Syarat Nikah Dalam Islam Sebagai Ketentuan Untuk Melakukan Pernikahan
Ada Calon Pengantin Laki-laki
Sebagai salah satu syarat sah utama dalam melangsungkan sebuah pernikahan adalah harus adanya calon pengantin laki-laki yang mau dan siap untuk menikah. Sesuai dengan ajarannya, Islam memiliki ciri-ciri utama untuk memilih seorang calon suami. Beberapa diantaranya adalah beriman dan bertaqwa kepada Allah dengan memiliki sifat yang terpuji, memiliki sifat tanggung jawab, pengetahuan agama dengan baik, rajin bekerja dan tidak memiliki penyakit berat.

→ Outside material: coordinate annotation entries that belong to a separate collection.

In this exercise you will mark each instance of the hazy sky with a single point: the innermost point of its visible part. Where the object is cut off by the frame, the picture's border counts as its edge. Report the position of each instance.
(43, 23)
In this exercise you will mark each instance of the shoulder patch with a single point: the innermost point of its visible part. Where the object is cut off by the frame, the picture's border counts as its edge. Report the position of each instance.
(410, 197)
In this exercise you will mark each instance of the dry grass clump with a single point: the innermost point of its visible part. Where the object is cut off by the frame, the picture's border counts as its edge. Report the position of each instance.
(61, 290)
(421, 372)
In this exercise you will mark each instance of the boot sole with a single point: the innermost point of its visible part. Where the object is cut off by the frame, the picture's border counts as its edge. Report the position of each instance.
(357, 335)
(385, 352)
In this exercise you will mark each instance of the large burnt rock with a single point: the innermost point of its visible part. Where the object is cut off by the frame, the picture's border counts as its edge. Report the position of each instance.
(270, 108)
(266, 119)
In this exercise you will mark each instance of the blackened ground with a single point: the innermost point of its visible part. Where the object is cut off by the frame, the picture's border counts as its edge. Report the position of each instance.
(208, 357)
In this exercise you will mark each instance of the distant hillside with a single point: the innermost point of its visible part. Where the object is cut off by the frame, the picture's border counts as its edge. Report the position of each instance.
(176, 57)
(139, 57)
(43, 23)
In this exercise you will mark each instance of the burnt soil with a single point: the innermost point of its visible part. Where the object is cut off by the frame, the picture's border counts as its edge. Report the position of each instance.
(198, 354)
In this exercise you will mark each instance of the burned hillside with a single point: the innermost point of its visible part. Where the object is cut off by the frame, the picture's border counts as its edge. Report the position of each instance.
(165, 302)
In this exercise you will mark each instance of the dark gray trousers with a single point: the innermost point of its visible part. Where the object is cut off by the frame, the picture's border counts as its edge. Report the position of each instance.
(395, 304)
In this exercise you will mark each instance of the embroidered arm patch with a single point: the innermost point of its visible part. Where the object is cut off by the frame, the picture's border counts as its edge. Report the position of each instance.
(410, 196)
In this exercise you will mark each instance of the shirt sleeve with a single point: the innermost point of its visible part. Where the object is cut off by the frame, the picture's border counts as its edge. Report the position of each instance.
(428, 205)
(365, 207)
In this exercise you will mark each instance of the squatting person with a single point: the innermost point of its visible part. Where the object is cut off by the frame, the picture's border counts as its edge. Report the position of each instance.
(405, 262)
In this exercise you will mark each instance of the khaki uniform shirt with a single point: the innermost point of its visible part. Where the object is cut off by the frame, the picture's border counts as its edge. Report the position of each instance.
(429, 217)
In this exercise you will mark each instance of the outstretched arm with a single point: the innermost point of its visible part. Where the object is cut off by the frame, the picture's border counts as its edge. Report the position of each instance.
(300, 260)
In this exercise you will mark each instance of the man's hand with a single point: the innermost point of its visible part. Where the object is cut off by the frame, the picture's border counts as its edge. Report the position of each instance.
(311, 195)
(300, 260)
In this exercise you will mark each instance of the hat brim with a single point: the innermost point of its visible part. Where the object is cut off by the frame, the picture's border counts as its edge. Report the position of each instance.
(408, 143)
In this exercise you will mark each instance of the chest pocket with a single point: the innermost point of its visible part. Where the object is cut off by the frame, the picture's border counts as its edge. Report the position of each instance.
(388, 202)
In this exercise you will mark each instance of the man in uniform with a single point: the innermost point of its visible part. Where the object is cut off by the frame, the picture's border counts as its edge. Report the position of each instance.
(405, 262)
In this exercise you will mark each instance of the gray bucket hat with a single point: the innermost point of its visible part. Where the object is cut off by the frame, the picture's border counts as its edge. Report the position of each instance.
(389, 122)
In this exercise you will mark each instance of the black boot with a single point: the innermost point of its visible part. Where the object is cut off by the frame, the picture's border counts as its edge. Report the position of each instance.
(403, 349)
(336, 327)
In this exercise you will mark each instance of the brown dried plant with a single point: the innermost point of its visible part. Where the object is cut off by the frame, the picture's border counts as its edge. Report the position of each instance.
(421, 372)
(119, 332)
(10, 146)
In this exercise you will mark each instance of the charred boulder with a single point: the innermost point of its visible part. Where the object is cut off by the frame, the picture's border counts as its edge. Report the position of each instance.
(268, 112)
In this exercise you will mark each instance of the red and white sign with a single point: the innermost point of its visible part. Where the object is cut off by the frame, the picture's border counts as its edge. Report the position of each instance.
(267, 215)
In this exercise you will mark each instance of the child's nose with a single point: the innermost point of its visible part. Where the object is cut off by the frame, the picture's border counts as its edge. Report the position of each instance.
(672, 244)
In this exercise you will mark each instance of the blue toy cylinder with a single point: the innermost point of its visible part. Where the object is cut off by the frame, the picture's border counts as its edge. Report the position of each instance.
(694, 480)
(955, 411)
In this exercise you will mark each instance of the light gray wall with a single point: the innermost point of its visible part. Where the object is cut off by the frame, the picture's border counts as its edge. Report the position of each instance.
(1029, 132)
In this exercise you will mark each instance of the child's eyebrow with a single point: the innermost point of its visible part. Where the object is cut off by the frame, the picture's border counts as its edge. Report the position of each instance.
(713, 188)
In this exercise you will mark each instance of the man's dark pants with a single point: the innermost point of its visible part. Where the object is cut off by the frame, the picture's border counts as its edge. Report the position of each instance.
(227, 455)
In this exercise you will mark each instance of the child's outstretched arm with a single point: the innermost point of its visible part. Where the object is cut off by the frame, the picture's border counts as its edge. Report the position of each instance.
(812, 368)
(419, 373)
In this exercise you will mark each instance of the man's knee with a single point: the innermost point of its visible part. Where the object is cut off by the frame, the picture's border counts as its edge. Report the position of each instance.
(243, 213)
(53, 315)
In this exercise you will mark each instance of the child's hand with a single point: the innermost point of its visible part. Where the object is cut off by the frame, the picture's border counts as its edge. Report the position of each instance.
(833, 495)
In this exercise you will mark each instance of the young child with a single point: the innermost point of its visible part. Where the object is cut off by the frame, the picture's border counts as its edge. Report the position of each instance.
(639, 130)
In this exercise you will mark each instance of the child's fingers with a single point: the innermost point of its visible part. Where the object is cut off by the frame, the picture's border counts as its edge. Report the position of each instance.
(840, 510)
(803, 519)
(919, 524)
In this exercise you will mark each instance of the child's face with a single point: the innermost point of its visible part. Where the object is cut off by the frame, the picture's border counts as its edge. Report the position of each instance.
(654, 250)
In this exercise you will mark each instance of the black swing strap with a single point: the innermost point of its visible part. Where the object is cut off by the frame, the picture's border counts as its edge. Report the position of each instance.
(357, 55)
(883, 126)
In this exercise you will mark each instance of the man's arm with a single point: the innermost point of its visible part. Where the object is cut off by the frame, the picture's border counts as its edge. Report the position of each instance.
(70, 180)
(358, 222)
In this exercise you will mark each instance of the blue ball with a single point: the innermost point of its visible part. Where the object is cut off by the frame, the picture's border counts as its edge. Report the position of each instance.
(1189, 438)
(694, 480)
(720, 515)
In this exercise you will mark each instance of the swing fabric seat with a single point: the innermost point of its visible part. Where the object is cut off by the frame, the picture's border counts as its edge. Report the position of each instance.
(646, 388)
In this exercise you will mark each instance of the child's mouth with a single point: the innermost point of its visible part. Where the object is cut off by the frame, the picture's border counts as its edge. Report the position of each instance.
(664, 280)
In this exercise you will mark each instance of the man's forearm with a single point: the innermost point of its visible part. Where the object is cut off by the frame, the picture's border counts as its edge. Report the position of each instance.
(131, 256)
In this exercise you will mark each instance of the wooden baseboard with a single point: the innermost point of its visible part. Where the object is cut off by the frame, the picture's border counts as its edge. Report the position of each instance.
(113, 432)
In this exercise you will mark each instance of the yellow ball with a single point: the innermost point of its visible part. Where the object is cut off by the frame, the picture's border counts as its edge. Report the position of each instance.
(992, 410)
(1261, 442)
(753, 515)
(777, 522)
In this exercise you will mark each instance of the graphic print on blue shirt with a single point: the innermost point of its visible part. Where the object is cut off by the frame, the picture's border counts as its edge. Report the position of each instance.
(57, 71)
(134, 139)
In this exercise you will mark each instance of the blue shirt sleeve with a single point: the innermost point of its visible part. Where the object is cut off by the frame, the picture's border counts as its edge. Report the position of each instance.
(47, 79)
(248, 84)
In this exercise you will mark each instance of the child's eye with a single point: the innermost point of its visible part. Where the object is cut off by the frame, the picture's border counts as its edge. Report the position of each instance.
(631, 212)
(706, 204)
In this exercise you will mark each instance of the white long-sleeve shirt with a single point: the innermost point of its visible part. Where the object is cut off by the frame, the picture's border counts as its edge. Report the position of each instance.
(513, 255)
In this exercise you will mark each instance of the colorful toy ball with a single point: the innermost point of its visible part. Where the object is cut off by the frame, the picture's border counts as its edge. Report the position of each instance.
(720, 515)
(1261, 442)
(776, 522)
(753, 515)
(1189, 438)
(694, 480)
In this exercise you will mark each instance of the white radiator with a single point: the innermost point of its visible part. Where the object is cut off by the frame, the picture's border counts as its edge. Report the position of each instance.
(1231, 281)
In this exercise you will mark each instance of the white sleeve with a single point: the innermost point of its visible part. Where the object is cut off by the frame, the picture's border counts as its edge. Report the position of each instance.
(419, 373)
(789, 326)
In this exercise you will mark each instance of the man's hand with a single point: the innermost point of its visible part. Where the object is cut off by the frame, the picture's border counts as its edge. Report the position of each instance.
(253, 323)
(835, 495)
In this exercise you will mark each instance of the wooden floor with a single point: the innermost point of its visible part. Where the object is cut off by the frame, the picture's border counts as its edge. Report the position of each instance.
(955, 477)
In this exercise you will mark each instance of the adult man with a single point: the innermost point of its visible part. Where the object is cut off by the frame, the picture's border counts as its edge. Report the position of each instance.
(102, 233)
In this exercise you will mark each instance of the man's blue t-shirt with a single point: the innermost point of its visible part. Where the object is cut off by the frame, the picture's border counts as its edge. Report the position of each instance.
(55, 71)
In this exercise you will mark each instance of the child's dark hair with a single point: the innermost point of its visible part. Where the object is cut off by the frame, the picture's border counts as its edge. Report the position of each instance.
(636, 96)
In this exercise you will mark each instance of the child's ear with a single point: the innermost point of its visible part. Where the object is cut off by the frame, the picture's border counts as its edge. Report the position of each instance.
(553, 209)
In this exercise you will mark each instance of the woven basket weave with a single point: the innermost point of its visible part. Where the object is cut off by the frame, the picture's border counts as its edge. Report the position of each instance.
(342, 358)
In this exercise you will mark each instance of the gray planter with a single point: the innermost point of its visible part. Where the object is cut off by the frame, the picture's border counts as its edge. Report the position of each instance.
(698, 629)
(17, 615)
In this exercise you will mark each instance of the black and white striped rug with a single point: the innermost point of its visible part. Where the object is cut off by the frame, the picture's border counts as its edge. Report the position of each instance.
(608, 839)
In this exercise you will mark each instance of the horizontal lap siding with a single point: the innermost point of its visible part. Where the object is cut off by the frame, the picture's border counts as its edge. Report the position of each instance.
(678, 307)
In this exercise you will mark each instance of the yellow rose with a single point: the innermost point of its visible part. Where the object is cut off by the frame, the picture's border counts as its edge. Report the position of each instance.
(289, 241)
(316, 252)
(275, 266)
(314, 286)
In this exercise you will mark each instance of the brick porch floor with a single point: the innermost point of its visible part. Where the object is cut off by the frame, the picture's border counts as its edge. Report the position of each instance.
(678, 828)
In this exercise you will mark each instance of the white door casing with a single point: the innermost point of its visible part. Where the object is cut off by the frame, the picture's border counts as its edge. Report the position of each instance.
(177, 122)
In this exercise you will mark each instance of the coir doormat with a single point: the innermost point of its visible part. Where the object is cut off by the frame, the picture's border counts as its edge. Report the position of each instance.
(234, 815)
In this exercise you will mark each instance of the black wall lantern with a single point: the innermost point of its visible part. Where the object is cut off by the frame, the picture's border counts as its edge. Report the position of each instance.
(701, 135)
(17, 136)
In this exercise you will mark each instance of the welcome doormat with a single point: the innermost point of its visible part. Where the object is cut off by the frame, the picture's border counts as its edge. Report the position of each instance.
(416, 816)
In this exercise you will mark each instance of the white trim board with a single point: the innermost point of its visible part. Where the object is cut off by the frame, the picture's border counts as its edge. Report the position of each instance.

Selain hal-hal diatas juga terdapat syarat menjadi calon suami yang harus dipenuhi menurut syariat Islam. Dalam hal ini, calon suami harus beragama Islam dan memiliki pengetahuan agama yang baik untuk membimbing keluarganya kelak dalam kehidupan beragama. Lainnya, suami bukan merupakan lelaki yang muhrim bagi calon istrinya, tidak sedang dalam melakukan ibadah haji, menikah dengan keadaan sadar dan rela, dan yakin terhadap calon istri untuk dinikahi.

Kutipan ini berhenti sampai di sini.